Despite everything I said about my not-real-composition perspective on composition, I still find it useful to think of these properties in real-composition terms. For instance, if we visually think of elements as Lego blocks, laid on one side, then the left (right) element can be viewed as describing the connection interface of the left (right) side of an element. Then we can imagine hooking the right of \(a\) to the left of \(b\) as possible when their descriptions are compatible, leaving the left of \(a\) still visible and available, and the right of \(b\) still visible and available. However, one must keep in mind that our notion of composition is not real hooking together of blocks: you can imagine \(C(a,b)\) as being a distinct larger monolithic Lego block that has no seams, but acts as though you had hooked an \(a\) and \(b\) together. So the composite is an element that looks “as if” it had been constructed by linking an \(a\) and \(b\), though one did not. What a strange Lego set, where you never compose, since you already have all the aggregates. This perspective guides how I interpret the properties of \(C\).

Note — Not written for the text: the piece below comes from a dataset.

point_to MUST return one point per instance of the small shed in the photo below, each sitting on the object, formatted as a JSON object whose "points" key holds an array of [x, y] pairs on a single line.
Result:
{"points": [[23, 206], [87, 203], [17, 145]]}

The first two properties completely determine the left and right elements of composites: \(L(C(a,b)) = L(a)\) and \(R(C(c,b)) = R(b)\). Given a bag of elements, each of which has known left and right elements, these properties constrain which associated composites are plausible.
We have more relationships that connect left and right elements to composites. The names left and right come from the relationship between these elements and composition, partly because of the above property, but also because of the following ones: \(C(L(a),a) = a\) and \(C(a,R(a)) = a\). So to use terms from algebra \(L(a)\) is a left unit of \(a\) with respect to \(C\), and \(R(a)\) is a right unit of \(a\) with respect to composition. These properties are what motivates the name unit elements because of their status as left or right units of some other element(s) with respect to composition. This further emphasizes the sense in which the element \(L(a)\) describes the left interface of \(a\) (and does nothing more), and \(R(a)\) describes the right interface of \(a\) and nothing more. My image is of an infinitesimally thin Lego block, so thin that its left interface and its right interface can’t help but be described by the same element...namely itself! And hooking it onto the left of something for which it is a left unit makes no perceptible difference, and same for the right. Stepping back for a moment, what fascinates me here is that some elements, namely the unit elements, can be used as both subjects of composition as well as descriptors for all and only those pairs of elements that yield well-formed compositions. I find this parsimony and economy of concepts viscerally satisfying, at least in the abstract.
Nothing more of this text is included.